Plus simplement, les hymnes sont de véritables musiques construites autour du sentiment patriotique et/ou censés galvaniser et souder le peuple autour d’une idée commune forte comme « La Marseillaise » pour la France ou « L’internationale » pour le parti communiste.
(2) Il en est de même, par exemple, pour les relations entre le parti républicain et les beach boys dans les années 60-70. Sans le dire, les républicains peuvent aisément citer cette frange du Rock et de la pop pour toucher l’électorat jeune tout en conservant sa base conservatrice ( car les beach boys étaient une vision idéalisée de la jeunesse insouciante mais aussi des gendres idéaux).De même ils évitaient un rapprochement avec des personnes ou groupe de rock antagoniste à leurs valeurs comme les rollings stones, Hendrix, dylan, baez….etc.
Plus proche de nous, c’est ce qui se passa, aussi, lors de l’élection présidentielle française.
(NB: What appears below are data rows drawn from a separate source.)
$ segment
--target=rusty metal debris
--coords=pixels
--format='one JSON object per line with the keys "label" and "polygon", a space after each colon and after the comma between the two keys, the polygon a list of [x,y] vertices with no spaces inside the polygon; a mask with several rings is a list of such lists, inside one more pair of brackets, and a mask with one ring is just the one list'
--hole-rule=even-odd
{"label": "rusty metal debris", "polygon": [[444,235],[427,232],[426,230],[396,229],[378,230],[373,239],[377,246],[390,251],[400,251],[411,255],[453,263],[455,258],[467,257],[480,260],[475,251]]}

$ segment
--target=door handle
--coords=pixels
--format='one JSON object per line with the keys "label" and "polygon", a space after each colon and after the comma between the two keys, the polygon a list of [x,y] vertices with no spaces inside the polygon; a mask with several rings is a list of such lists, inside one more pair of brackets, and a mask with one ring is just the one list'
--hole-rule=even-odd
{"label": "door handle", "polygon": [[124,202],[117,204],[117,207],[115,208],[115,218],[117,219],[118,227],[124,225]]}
Monsieur Sarkozy se rapprocha des musiciens populaires dont le public était caractéristique de son électorat type. Un de ses collègues citait Lorie comme référence pour faire jeune, lui se rapproche des chanteurs chers au papy boomer ou futur papy boomer. Non pas pour faire « vieux », mais tout simplement par souci d’être sur la même « longueur d’onde musicale » avec son public.
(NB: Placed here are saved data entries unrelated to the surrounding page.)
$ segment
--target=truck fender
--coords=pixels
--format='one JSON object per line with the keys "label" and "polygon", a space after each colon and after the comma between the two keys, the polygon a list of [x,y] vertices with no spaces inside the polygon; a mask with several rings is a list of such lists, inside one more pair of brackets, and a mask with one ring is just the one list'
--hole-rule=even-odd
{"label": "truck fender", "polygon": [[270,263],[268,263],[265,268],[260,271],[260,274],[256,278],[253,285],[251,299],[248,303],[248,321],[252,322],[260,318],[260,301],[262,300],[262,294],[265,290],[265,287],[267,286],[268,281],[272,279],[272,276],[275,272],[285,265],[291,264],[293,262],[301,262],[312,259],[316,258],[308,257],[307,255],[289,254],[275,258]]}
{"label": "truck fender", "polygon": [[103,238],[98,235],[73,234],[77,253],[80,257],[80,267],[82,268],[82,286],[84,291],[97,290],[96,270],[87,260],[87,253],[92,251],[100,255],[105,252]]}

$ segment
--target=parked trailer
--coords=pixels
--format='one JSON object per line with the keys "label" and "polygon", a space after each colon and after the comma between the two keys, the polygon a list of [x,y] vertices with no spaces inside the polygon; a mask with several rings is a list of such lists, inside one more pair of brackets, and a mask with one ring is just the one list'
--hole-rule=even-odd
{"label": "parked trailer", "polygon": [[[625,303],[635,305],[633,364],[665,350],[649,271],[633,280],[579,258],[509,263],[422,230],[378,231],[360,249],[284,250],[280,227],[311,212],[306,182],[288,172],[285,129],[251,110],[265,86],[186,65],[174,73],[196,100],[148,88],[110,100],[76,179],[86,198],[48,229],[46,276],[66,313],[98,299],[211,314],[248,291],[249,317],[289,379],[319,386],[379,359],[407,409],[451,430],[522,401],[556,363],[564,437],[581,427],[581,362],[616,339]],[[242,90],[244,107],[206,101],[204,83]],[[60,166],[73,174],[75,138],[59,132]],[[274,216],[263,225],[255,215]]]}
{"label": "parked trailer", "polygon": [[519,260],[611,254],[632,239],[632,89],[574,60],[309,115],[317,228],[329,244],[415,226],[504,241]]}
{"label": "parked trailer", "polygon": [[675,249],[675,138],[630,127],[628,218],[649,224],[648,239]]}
(3)Parfois le rapprochement entre politique et musique se fait par souci de consistance du parti ou pour fédérer plus de monde. Mais il peut se faire d’un commun accord implicite ou explicite. Même si les chansons de Michel Sardou ne sont toujours pas explicitement de droite (ou tout du moins conservatrices), elles sont fortement connotées. Ainsi il s’inscrit sans problème en désaccord avec le pouvoir en place (affaire du paquebot Le France) ou il n’hésite pas à sortir un album en accord idéologique avec le parti qu’il soutient (« allons danser », chanson en accord avec les valeurs défendues par son candidat favori). On peut parler d’un échange de bon procédé entre musicien et politicien. Mais dans ce cas-là le musicien ne peut prétendre au statut d’artiste, mais plutôt au statut d’artisan de la musique dans le but d’un profit pour sa personne ou pour la société.
Comme on a pu le voir, chaque société a vu émerger la musique en son sein. Des rites ancestraux à l’entrée en scène d’une personne publique, elle a toujours eu une utilisation prépondérante dans tous les secteurs de notre société : religion, politique, entreprise…. Pourtant son utilisation porte souvent à confusion et celle-ci se sectionne d’elle-même entre simple support de communication et communication immanente ( communication directe de sentiment sans les mots ). C’est-à-dire quel est le but de la musique ? faire passer un message ou construire un message ? C’est tout le problème de l’exploitation musicale et de la complémentarité entre musique et politique.
Précédemment nous avons constaté que la musique très politisée, c’est-à-dire celle qui s’inscrit dans les problèmes de son temps, est condamnée dans une période précise et ne peut prétendre à une certaine universalité attribuée facilement à d’autres œuvres. On peut alors en déduire que la musique, à but politique, ne semble être qu’un témoignage d’une période donnée au même titre qu’un tract, qu’une image d’archive, qu’un journal ou un site Internet et donc se condamne d’elle-même à n’être qu’un support.
Bibliographie :
-Rock et politique de Anne Benetollo
-République de Platon (III, 401 c-402 a)
-Le monde comme Volonté et comme Représentation de Shopenhauer (livre III, ch. 52)
-Critique de la faculté de juger de Kant
-L’Obvie et L’obtus de Roland Barthes (musica pratica)
-Musique, politique, religion : de quelques menus objets de culture de Jacques Cheyronnaud et préface de Jean-Louis Fabianni
Traduction de l’hymne à la joie :
http://www.symphozik.info/index.php?page=dhepa_ode-a-la-joie
















C’est plutot clair comme travail, une bonne base pour une thèse en ethnomusicologie. Le seul passage pas bien clair c’est les quelques lignes où tu différencie RAC Oi! punk et RAR.